Verbreitung in Frankreich: Die erste professionelle Ballettschule

Während die Ursprünge des Balletts in Italien begannen, war Frankreich das Land, welches die Kunstform verbreitete und dem Tanz einen professionellen Charakter gab. Ausschlaggebend dafür war der französische König Ludwig XIV, der selbst begeisterter Tänzer war. Er tanzte bei vielen Tanzvorstellungen mit und liebte die Rolle der aufsteigenden Sonne im “Ballet de la nuit”, wodurch er den Spitznamen "Sonnenkönig" bekam. Das sorgte nicht nur für die große Popularität der Kunstform, sondern trug dazu bei, dass Tanzen einen professionellen Charakter erhielt. Im Jahr 1661 gründete Ludwig XIV in Paris die Academie Royale de danse. Hierdurch erfuhr die Balletttechnik eine große Weiterentwicklung und Stücke wurden zunehmend von professionellen Tänzern aufgeführt. Ab 1681 durften auch Frauen die Kunst des Balletts lernen und auf der Bühne tanzen.

Von einzelnen Tänzen zur Narration: Ballet als eigenständige Kunstform

Obwohl die Ballettaufführungen ein gemeinsames Motiv besaßen, waren sie lange Zeit nicht durch eine durchgängige Handlung verbunden. Verschiedene Tänze bei Tanzauftritten hatten ähnliche Charakteristiken wie beispielsweise Kostüme, jedoch darüber hinaus keine inhaltlichen Zusammenhänge. Das änderte sich Mitte des 18. Jahrhunderts, als Jean Georges Noverre seine Vision, die Kombination von Drama und Tanz vorstellte. Er vertrat die Ansicht, dass das Ballett als eigene Kunstform angesehen werden sollte. Im Jahr 1763 wurde sein Ballett Medea und Jason in der Pariser Oper vorgeführt und ebnete den Weg zum Handlungsballett. Weitere Ballette mit zusammenhängender Handlung wie La Fille mal gardée (1789) folgten. Als sich in der Zeit der Französischen Revolution das Ballett zunehmend von der Oper löste, entwickelten sich zahlreiche neue Tanztechniken und Bühnenausstattungen. So entstanden die Vorläufer der narrativen Ballette des 19. Jahrhunderts.


Das 19. Jahrhundert: Russland schreibt Ballettgeschichte

Die romantische Bewegung im 19. Jahrhundert beeinflusste Musik, Kunst und Ballett maßgeblich.
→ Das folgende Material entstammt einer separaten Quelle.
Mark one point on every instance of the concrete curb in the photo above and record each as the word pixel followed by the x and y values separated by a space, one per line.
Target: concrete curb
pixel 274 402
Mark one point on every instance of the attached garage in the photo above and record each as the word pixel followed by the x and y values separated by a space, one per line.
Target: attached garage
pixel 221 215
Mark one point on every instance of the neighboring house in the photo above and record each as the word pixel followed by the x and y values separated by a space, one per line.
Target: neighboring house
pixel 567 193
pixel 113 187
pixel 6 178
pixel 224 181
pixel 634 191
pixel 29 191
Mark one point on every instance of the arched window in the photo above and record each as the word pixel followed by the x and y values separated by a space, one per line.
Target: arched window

Das Tanzen auf der Spitze wurde zur Norm und die erste Version des Tutus wurde eingeführt. In der ersten Hälfte des Jahrhunderts entstanden klassische Ballette wie Giselle und La Sylphide, die sich unter anderem mit der übernatürlichen Welt und Magie beschäftigten und die menschliche Zerbrechlichkeit thematisierten.

In der zweiten Hälfte des 19. Jahrhunderts verbreitete sich die Tanzart erstmals in Russland und erreichte eine nie da gewesene Popularität. Russische Komponisten und Choreografen wie Marius Petipa und Pjotr Tschaikowsky verschrieben sich dem Ballett und schufen Meisterwerke wie Schwanensee, Dornröschen und Nussknacker. Anspruchsvolle Schritte und komplizierte Sequenzen wurden in die Handlung choreografiert und zeigten die Balletttechnik in ihrem vollen Umfang. Noch heute gilt Dornröschen als eines der technisch anspruchsvollsten Ballette überhaupt.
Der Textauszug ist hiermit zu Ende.